Saturday, May 16, 2009

The Mommy Lens

I never truly realized how much having my own child would color the way I look at the world.

A few years back, my new book club decided to read the Kite Runner. I had already read the book and loved it so I was excited to talk about it with new people. Before the meeting I asked my SIL about it and she admitted that she only read half the book. "I could not get past that one scene...you know...where the little boy gets attacked," she said to me. "I think it is because I have two sons and all I can think about is them when I read the book." "Sure," I said, "that makes sense to me." But in my head I thought, how silly of her. The book is so good...she is missing out on a sad but great story.

I think about this conversation a lot lately. Now that Simon is here I see everything through Mommy colored glasses. A commercial for Save the Children unleashes uncontrollable sobs. Suddenly, the little boy on the screen has my son's face and his suffering is unbearable. I hear a story about kids bringing guns to school on the news. My mind immediately flashes to Simon in middle school, sitting at his desk, unaware that the kid next to him has a gun in his locker. My heart skips a beat at the thought of him in peril.

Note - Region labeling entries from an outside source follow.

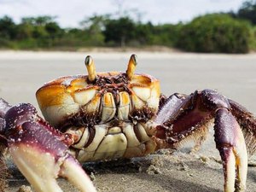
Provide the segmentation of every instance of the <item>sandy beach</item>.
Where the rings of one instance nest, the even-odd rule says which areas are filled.
[[[0,51],[0,97],[11,104],[30,102],[38,108],[36,90],[55,78],[86,73],[84,59],[95,60],[96,71],[125,71],[133,52],[32,52]],[[166,96],[189,94],[195,90],[216,90],[256,114],[256,54],[218,55],[176,52],[136,53],[137,72],[149,73],[161,82]],[[191,143],[172,154],[161,150],[145,158],[111,163],[84,164],[98,191],[116,192],[217,192],[223,191],[224,176],[213,131],[196,154]],[[256,162],[253,156],[250,162]],[[8,191],[29,185],[15,166]],[[75,191],[59,179],[64,191]],[[248,167],[247,191],[256,191],[256,167]]]

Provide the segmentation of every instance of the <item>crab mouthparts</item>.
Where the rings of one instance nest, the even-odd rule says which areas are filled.
[[[84,64],[87,68],[89,81],[91,83],[95,82],[96,79],[96,73],[94,61],[90,55],[86,56],[86,58],[84,60]],[[133,78],[137,64],[137,55],[135,54],[133,54],[133,55],[131,55],[131,56],[129,60],[128,67],[126,70],[126,74],[127,74],[129,80],[131,80]]]

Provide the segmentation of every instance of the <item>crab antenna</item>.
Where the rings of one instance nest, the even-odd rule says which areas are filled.
[[[88,72],[88,78],[90,82],[94,82],[96,77],[95,64],[91,56],[86,56],[84,64]]]
[[[129,79],[132,79],[137,64],[137,55],[132,54],[129,60],[128,68],[126,70],[126,74]]]

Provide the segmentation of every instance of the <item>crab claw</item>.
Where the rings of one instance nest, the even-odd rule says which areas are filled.
[[[9,153],[36,191],[62,191],[55,180],[59,176],[81,191],[96,191],[79,162],[67,153],[65,136],[43,120],[35,108],[13,107],[7,111],[5,121]]]

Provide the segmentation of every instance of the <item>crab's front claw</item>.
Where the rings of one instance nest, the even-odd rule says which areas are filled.
[[[55,180],[59,176],[81,191],[96,191],[79,162],[67,153],[65,136],[43,120],[32,105],[11,108],[5,121],[10,154],[37,192],[62,191]]]

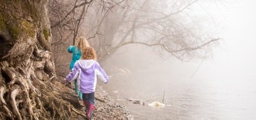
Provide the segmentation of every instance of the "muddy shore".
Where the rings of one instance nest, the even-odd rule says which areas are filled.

Not all of this is gloom and doom. The melody of the Jack and Jill truck has me daydreaming of summers to come, Simon's face all dirty with melted ice cream and a huge satisfied smile. I see the signs for Phillies Baseball Camp at Upper Merion and I envision my son in his baseball uniform sliding into home plate. Prom season has me wondering about the person my son will take to prom...what will this person be like? Will Dan and I approve?

This Mommy Vision has taken me by surprise. I knew things would change and it is only logical that my world view would change as well...but I am still just amazed at how different the everything looks to me now. Amazed yet pleased. I would not change my mommy glasses for the world.

2 comments:

Phil Romans said...

I found my daddy ears the other day. Went to the store, heard a baby cry and jerked my head to find the source... never happened before.

Italianissima said...

Phil, it is amazing isn't it. I cannot imagine my life without my little man now. Claire is beautiful. Congrats!